FDA approval was based on data from a 90-patient, placebo-controlled Phase III FIRST-HD trial, which showed that patients treated using AUSTEDO achieved a 4.4 unit improvement from baseline in their Total Maximal Chorea Score, compared with an approximately 1.9 unit change in the placebo group.
Teva says AUSTEDO is the first deuterated product cleared by the FDA, and only the second drug approved for HD. “At Teva, we have a long history of establishing comprehensive disease management programs in chronic disease areas. “Bringing a new treatment forward where the unmet need is so significant is an inspiring opportunity,” said Rob Koremans, M.D., president and CEO of global specialty medicines at Teva. “Our commercial and medical organizations are well prepared to make this important treatment available to the HD community.”
“Chorea associated with Huntington’s disease has a significant impact on those living with the disease and their families,” added Louise Vetter, CEO at the Huntington’s Disease Society of America. “The FDA’s approval of AUSTEDO represents an important new treatment option for people with HD and highlights the need for more therapeutic resources for this underserved patient community.”
Teva’s initial deutetrabenazine NDA for the HD indication was met in May 2016 by a Complete Response Letter from the FDA, which asked the firm to examine blood levels of certain metabolites.
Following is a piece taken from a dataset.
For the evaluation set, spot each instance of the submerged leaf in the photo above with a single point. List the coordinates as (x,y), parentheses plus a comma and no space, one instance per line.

No new trials were requested. The resubmitted NDA was accepted in October that year.
Deutetrabenazine is separately undergoing FDA review for the treatment of of tardive dyskinesia. In February, the agency granted the tardive dyskinesia NDA priority review, and set a PDUFA goal date of August 30th. SD-809 has previously been granted breakthrough therapy designation by the FDA for the tardive dyskinesia indication.
Deutetrabenazine is separately in early clinical development for the treatment of Tourette syndrome. The FDA has granted the drug orphan drug designation for the pediatric Tourette syndrome indication.
Within the last few weeks, Teva confirmed it would be cutting an unspecified number of jobs as part of organization-wide streamlining and cost-cutting program.